The AAP survey, on which the new Scottish Survey of Achievement will be based, first chooses schools that are representative of the country as a whole. They will reflect factors such as free meal entitlement, the urban-rural balance, large and small schools. Every survey rechecks that its sample reflects the national profile.
Each school is asked to select one of the four year groups used in P3, P5, P7 and S2. This lessens the "school effect" which could influence the results. "It is better to have fewer schools and more year groups than more schools and fewer year groups," one of the officials in charge said.
With the year group selected, lists of pupils are randomly drawn based on date of birth. Fears that this could mean a group of like pupils being chosen - low attainers or high flyers - are said to be ill-founded since the pupils are chosen to be representative of the year group across Scotland as a whole not in a particular school.
Schools are asked to volunteer and the Executive usually has a respectable response because schools know information is not going to identify or rank them. They also want to see how they compare with national standards.
Written tests are administered by the school and practical assessments form a sub-sample since it is not necessary to test every pupil on every item in every school to obtain a picture of how the system as a whole is performing.

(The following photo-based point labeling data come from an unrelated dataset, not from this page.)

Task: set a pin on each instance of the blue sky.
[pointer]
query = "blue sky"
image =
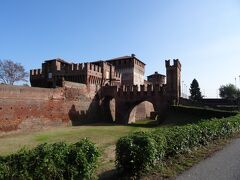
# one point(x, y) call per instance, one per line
point(203, 35)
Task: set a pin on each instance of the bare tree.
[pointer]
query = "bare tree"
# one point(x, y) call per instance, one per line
point(11, 72)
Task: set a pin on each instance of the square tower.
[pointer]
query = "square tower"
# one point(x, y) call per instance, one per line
point(173, 79)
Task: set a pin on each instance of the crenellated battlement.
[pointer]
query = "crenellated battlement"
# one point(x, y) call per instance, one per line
point(176, 63)
point(35, 72)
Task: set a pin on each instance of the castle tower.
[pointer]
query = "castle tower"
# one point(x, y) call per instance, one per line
point(173, 79)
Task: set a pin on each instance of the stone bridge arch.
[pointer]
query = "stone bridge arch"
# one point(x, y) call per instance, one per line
point(128, 97)
point(141, 111)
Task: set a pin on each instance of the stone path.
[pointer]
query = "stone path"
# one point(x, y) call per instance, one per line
point(223, 165)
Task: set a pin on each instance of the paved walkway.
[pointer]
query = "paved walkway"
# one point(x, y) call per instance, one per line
point(223, 165)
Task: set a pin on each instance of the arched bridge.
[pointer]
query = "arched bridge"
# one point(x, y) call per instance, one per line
point(127, 97)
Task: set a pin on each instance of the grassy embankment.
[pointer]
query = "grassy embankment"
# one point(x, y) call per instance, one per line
point(106, 136)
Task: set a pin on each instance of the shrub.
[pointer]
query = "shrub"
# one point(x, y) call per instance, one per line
point(142, 150)
point(202, 112)
point(52, 161)
point(139, 151)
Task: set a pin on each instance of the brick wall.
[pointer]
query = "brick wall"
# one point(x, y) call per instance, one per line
point(24, 108)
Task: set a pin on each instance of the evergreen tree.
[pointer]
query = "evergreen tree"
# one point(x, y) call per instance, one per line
point(195, 91)
point(229, 91)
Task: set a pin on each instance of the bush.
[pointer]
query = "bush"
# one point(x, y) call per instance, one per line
point(142, 150)
point(139, 151)
point(202, 112)
point(52, 161)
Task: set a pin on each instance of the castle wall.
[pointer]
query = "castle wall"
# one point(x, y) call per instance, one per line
point(24, 108)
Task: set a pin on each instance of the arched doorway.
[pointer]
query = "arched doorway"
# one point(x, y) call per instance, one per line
point(141, 111)
point(108, 109)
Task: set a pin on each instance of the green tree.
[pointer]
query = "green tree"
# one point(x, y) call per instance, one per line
point(195, 91)
point(11, 72)
point(229, 91)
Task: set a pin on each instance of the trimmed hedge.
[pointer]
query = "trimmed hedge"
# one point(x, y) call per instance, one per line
point(52, 161)
point(202, 112)
point(140, 151)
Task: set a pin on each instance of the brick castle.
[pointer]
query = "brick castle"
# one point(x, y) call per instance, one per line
point(65, 93)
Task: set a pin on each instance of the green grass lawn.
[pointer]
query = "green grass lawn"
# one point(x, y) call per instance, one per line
point(104, 135)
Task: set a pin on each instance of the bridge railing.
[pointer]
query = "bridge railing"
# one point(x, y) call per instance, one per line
point(141, 90)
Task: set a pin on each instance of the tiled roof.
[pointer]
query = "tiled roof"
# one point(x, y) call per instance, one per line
point(125, 57)
point(57, 59)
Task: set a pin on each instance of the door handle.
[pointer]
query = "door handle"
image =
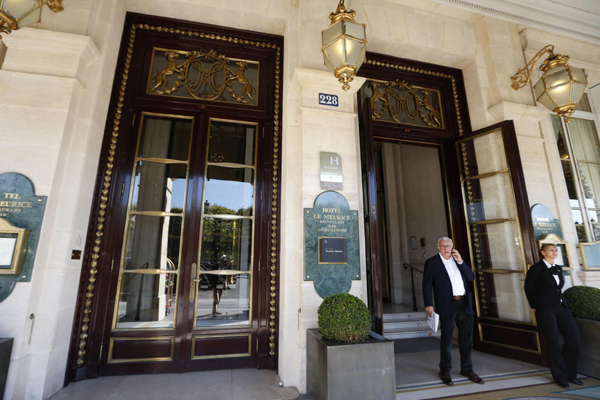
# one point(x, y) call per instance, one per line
point(193, 281)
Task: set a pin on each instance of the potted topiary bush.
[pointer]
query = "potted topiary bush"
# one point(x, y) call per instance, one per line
point(584, 303)
point(345, 360)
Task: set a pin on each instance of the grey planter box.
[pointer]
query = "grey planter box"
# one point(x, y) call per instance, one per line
point(589, 356)
point(346, 371)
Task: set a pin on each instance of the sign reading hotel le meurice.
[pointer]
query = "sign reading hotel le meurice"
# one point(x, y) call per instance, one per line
point(331, 171)
point(331, 255)
point(544, 222)
point(21, 213)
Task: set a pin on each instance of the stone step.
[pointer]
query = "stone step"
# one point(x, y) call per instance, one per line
point(404, 317)
point(411, 334)
point(405, 326)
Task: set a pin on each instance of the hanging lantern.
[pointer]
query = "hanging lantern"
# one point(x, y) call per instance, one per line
point(561, 86)
point(344, 45)
point(16, 14)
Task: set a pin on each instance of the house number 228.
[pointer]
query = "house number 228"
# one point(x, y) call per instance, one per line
point(328, 99)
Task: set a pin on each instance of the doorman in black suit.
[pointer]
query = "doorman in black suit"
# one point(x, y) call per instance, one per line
point(543, 287)
point(446, 276)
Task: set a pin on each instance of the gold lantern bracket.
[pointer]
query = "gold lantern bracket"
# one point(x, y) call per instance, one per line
point(560, 88)
point(9, 23)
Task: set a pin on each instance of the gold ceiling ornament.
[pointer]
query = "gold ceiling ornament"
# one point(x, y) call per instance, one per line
point(561, 86)
point(402, 98)
point(17, 14)
point(344, 45)
point(206, 75)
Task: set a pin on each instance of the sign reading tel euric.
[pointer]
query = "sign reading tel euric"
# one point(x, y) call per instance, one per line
point(331, 171)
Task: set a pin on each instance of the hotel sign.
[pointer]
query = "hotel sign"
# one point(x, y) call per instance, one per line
point(331, 248)
point(331, 171)
point(21, 214)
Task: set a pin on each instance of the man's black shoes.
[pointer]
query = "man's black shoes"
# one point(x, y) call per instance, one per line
point(446, 378)
point(473, 377)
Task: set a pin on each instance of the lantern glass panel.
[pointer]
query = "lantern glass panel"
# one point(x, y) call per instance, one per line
point(578, 74)
point(547, 101)
point(332, 33)
point(561, 94)
point(539, 88)
point(353, 48)
point(328, 64)
point(336, 53)
point(363, 55)
point(578, 89)
point(556, 79)
point(355, 30)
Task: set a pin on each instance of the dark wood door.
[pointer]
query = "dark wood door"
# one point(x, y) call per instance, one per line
point(501, 241)
point(182, 253)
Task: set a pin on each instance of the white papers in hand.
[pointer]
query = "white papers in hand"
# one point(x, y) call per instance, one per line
point(433, 321)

Teachers nominated by their authority are deployed as field officers to carry out practical assessments and mark some of the tests on the written papers that are not coded. The most recent science exercise involved 160 field officers. Teachers see it as a valuable contribution to their professional development and are keen to take part.
The AAP is a joint endeavour between the Scottish Executive, Learning and Teaching Scotland (which advises on what is to be tested) and the Scottish Qualifications Authority.
The major technical change required is to increase the AAP sample of pupils being tested, probably to double the existing 5 per cent of each year group. This is felt not to be large enough since the new survey is also intended to provide results in sufficient detail for each authority.
That is not likely to be a problem in secondary schools - the figure of 150 schools involved at S2 is felt to provide a realistic sample. But the 450 schools involved in the primary sample would be too small.
Officials are also considering how to handle the SSA survey in small authorities. One possibility is to sample by pupil, not school; otherwise the three secondaries in an area like Clackmannanshire would be hit every year.